Guillermo Shinno, exviceministro de Minas del Ministerio de Energía y Minas (Minem), cuestionó el concepto mismo de “concesión improductiva”, al considerar que desconoce la naturaleza técnica y de largo plazo de la minería. Explicó que un proyecto no entra en producción de manera inmediata, sino que requiere extensas campañas de exploración, estudios de factibilidad y procesos que pueden tomar más de una década.
Shinno subrayó que uno de los principales cuellos de botella para el desarrollo minero es el propio Estado, debido a la lentitud y falta de previsibilidad en los permisos. En ese sentido, advirtió que plantear la caducidad de concesiones por supuesta improductividad parte de un diagnóstico errado o responde a intereses distintos al desarrollo del sector.

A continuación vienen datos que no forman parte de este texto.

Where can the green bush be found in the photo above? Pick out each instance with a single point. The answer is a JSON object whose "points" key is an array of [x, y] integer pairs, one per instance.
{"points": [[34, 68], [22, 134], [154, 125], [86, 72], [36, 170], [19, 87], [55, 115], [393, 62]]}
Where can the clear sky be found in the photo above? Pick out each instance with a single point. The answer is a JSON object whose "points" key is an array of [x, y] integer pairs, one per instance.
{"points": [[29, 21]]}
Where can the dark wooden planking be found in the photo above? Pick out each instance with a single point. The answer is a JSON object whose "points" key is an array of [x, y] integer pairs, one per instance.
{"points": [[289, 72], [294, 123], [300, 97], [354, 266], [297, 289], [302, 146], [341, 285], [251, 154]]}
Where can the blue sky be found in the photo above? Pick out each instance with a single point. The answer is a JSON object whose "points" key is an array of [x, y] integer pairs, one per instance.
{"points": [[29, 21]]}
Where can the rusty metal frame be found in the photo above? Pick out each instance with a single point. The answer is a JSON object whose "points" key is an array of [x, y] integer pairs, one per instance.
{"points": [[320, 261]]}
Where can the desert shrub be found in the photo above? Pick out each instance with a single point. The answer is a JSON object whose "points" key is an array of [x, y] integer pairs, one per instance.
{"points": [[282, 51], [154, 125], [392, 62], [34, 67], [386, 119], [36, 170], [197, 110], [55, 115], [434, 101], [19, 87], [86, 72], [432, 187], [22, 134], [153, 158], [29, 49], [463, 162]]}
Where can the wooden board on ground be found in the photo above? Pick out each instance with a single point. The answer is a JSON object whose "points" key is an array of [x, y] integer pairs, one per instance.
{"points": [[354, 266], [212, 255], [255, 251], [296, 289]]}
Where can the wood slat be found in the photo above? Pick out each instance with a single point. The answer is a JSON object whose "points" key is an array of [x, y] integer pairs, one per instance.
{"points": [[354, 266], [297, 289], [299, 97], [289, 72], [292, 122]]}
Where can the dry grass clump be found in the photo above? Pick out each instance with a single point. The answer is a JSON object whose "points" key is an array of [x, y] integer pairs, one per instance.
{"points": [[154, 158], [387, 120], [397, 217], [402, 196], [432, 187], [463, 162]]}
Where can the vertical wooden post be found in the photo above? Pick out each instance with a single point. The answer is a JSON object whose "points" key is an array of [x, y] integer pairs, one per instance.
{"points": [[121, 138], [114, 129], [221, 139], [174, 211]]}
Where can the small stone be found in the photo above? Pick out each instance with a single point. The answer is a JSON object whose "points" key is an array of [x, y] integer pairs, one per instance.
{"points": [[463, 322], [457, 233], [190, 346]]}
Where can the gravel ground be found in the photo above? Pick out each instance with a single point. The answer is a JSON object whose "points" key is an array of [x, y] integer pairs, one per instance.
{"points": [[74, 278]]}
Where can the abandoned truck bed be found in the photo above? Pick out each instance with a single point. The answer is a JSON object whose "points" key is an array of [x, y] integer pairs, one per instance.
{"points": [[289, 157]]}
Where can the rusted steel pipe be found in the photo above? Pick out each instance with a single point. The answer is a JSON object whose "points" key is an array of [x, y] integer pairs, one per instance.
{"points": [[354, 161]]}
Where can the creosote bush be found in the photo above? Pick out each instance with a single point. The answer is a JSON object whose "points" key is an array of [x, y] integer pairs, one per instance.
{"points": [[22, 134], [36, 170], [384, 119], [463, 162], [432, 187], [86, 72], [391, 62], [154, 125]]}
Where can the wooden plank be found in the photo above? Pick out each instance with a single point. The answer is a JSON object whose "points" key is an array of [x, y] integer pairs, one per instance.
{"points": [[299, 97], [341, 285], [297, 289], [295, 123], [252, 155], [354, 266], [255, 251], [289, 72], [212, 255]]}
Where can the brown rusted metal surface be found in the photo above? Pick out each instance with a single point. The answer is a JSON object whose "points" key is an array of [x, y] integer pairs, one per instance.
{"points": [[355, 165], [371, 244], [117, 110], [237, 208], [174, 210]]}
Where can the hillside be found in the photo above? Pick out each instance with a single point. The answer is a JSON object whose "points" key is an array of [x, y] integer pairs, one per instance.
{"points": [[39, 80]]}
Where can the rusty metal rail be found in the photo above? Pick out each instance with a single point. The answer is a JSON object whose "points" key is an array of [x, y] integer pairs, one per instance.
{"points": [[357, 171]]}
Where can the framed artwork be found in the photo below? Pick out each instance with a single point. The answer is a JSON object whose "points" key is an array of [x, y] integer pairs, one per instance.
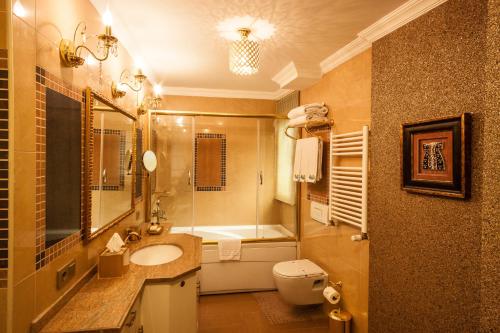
{"points": [[435, 156]]}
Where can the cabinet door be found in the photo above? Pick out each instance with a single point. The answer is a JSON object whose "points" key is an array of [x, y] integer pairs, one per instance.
{"points": [[133, 322], [170, 307]]}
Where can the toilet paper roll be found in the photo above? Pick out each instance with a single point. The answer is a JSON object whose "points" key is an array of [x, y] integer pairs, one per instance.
{"points": [[331, 295]]}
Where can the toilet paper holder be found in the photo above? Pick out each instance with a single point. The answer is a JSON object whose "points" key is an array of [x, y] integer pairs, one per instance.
{"points": [[337, 284]]}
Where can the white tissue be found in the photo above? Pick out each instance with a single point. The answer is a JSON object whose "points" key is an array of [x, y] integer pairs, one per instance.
{"points": [[331, 295], [115, 243]]}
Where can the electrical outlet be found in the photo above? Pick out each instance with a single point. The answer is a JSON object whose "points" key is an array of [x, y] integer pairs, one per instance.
{"points": [[65, 274]]}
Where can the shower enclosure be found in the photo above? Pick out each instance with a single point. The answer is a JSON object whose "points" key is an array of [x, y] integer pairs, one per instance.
{"points": [[217, 176]]}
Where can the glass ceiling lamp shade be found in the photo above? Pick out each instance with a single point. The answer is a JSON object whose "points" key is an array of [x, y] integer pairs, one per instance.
{"points": [[244, 55]]}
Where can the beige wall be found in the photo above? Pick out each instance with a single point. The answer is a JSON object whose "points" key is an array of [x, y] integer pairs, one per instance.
{"points": [[34, 41], [434, 259], [214, 104], [346, 90]]}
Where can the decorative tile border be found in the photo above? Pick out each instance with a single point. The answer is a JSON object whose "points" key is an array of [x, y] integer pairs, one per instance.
{"points": [[223, 168], [44, 81], [4, 169], [123, 139], [138, 163]]}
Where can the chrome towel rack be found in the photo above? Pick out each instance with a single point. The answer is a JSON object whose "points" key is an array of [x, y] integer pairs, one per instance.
{"points": [[349, 185]]}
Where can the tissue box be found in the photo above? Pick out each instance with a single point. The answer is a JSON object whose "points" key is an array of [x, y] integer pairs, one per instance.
{"points": [[114, 264]]}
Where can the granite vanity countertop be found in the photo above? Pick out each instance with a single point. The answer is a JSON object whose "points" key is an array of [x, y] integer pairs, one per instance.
{"points": [[102, 305]]}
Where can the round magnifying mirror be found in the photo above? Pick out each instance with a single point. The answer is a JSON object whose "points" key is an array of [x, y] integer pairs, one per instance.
{"points": [[149, 160]]}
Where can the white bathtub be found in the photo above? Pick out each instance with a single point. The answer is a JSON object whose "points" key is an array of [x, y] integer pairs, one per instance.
{"points": [[254, 270]]}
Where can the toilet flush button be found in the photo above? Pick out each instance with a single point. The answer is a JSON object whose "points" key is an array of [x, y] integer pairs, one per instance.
{"points": [[319, 212]]}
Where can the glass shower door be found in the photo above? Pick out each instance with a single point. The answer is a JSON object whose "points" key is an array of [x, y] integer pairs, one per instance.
{"points": [[172, 141]]}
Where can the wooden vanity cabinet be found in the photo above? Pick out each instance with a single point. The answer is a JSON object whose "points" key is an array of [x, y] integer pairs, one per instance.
{"points": [[170, 307], [133, 322]]}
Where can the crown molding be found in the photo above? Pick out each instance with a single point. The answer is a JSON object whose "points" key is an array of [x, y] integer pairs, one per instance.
{"points": [[298, 75], [347, 52], [384, 26], [225, 93], [287, 74], [398, 17]]}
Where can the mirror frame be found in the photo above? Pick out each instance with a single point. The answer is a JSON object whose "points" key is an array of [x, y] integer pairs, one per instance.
{"points": [[90, 96]]}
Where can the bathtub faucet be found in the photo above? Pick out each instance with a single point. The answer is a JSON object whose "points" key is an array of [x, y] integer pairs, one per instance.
{"points": [[154, 227]]}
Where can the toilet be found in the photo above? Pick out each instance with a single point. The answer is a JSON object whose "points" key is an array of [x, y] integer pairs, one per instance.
{"points": [[300, 282]]}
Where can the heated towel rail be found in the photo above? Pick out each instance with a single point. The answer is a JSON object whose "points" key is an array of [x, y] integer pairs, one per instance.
{"points": [[349, 185]]}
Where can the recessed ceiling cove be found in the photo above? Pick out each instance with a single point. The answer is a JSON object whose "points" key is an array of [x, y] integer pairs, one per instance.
{"points": [[181, 45]]}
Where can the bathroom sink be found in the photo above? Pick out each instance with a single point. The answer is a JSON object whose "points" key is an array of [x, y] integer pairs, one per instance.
{"points": [[156, 255]]}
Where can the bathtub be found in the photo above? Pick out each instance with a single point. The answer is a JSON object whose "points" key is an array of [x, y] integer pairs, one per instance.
{"points": [[258, 256]]}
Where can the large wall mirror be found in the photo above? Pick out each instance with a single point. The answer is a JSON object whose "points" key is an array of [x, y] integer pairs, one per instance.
{"points": [[63, 167], [110, 162]]}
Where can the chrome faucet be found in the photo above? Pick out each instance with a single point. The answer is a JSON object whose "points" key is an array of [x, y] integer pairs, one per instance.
{"points": [[158, 213], [154, 227]]}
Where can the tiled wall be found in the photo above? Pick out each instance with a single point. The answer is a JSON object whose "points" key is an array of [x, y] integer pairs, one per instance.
{"points": [[346, 90], [222, 155], [4, 169], [34, 40], [45, 80], [4, 243], [428, 254]]}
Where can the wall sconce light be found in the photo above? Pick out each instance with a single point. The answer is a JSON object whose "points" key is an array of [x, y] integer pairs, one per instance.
{"points": [[107, 44], [135, 83], [117, 91]]}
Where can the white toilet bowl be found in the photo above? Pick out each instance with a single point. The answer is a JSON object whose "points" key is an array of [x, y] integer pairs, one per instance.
{"points": [[300, 282]]}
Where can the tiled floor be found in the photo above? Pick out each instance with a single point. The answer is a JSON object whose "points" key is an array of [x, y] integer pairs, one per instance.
{"points": [[240, 313]]}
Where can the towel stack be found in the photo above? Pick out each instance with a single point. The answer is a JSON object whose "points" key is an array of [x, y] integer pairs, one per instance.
{"points": [[304, 113], [308, 160]]}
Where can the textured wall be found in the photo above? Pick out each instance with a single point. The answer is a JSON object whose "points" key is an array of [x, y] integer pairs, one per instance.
{"points": [[490, 260], [346, 90], [425, 252]]}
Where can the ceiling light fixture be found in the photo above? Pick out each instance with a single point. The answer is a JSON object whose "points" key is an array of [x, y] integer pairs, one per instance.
{"points": [[245, 34], [244, 54], [106, 44], [135, 83]]}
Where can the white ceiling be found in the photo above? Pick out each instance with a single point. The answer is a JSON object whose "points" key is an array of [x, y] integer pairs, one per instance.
{"points": [[180, 46]]}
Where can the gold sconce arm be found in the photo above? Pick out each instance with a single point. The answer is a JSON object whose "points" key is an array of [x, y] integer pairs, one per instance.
{"points": [[70, 54], [115, 92], [134, 84]]}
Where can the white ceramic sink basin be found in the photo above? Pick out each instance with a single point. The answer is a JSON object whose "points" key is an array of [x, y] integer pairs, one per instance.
{"points": [[156, 255]]}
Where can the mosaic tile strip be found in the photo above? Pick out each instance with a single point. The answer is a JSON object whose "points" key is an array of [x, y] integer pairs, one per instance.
{"points": [[123, 139], [318, 192], [4, 169], [44, 81], [138, 163], [223, 167]]}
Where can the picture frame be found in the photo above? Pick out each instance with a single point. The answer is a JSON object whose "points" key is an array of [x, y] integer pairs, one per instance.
{"points": [[435, 156]]}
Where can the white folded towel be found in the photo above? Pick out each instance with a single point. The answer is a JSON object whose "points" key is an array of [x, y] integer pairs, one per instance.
{"points": [[298, 122], [312, 154], [297, 160], [229, 249], [303, 109]]}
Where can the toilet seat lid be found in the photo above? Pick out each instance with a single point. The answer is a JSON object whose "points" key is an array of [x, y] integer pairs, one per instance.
{"points": [[298, 268]]}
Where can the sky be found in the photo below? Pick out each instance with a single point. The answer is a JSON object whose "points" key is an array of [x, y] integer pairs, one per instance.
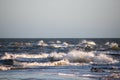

Desde una perspectiva similar, Luis Humberto Chirif, expresidente del Instituto Geológico, Minero y Metalúrgico (Ingemmet), coincidió en que la minería opera por etapas y que periodos dedicados a trámites, financiamiento o rediseño de proyectos no implican ausencia de gestión. Alertó además sobre el riesgo de generalizar realidades distintas bajo una sola etiqueta normativa.
Chirif también cuestionó la idea de que el Estado administre concesiones o recorte extensiones para redistribuirlas, al considerar que incluso el anuncio de ese tipo de medidas afecta la confianza de los inversionistas. Ambos especialistas coincidieron en que debilitar la seguridad jurídica no solo compromete nuevas inversiones, sino también el desarrollo futuro del país y su capacidad de generar proyectos mineros de gran escala que aporten al fisco.